External validity. The results exhibited in this paper are not guaranteed to be reproduced if the same methodology is adopted by a real food retailer. We seek to mitigate threats to external validity by leveraging data sources based on average statistics to try and create an “average” food retail store.
7. Conclusion
This paper presents a novel food retail simulation framework designed for developing and testing RL solutions for reducing food waste and improving business profitability. As relying on historical data alone is usually insufficient for training such solutions, this work provides a simulation training and test bed, where RL algorithms can be exposed to many food retail scenarios. The DES environment is highly customizable with definable wholesalers, stores, and customers which interact on a daily basis. Any entity can be independently controlled via RL agents or other control algorithms. Logs and statistics of purchases, deliveries, and food waste are all recorded to enable data analysis. We provide a simulation + RL demonstrative case consisting of strawberries, potatoes, and carrots derived from yearly and monthly statistics via a method combining interpolation and optimization. Results for PPO, SAC, and DQN demonstrate that RL methods can significantly improve on a baseline strategy which mimics industry typical 40% food waste. These algorithms reduced food waste by 78%–92% on average with 50%–340% increases in profit. Best algorithms likewise improved on profits from a second well-known baseline from literature by 11.1% on average. Such optimizations would provide true environmental and business impact.
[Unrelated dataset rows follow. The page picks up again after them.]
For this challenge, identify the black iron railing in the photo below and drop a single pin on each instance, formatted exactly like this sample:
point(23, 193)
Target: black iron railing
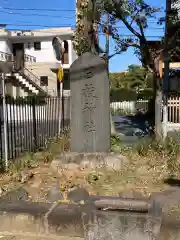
point(29, 58)
point(6, 57)
point(32, 79)
point(31, 122)
point(10, 58)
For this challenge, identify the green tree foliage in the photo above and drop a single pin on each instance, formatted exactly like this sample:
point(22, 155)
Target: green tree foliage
point(135, 78)
point(135, 83)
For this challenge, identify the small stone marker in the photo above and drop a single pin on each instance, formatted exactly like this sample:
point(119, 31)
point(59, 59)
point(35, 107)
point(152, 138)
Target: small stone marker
point(90, 105)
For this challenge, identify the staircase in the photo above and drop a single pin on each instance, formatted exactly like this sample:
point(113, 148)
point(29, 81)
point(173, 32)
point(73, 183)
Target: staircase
point(24, 78)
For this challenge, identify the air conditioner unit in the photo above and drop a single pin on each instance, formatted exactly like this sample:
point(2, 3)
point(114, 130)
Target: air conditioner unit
point(27, 34)
point(19, 33)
In future work, we will extend our simulation to follow a DEVS framework to improve operations realism and prepare it for working with real food retailers. Furthermore, we will conduct a rigorous investigation across a larger number of algorithms, problem formulations, and algorithms (including multi-armed bandits with delay 54 ) to control pricing and order quantities. The goal is to evaluate the ability of such technology to be fully applied in practice and its ability to scale to thousands of retail items.
Footnotes
Funding
This research was partially supported by the Natural Sciences and Engineering Research Council of Canada Idea-to-Innovation (grant no. NSERC I2IPJ 576543-22), a TechAccelR (grant no. #243794) grant and the Invention To Impact (I-to-I) program of McGill Engine. The third author was also supported by the Wallenberg AI, Autonomous Systems and Software Program (WASP) funded by the Knut and Alice Wallenberg Foundation.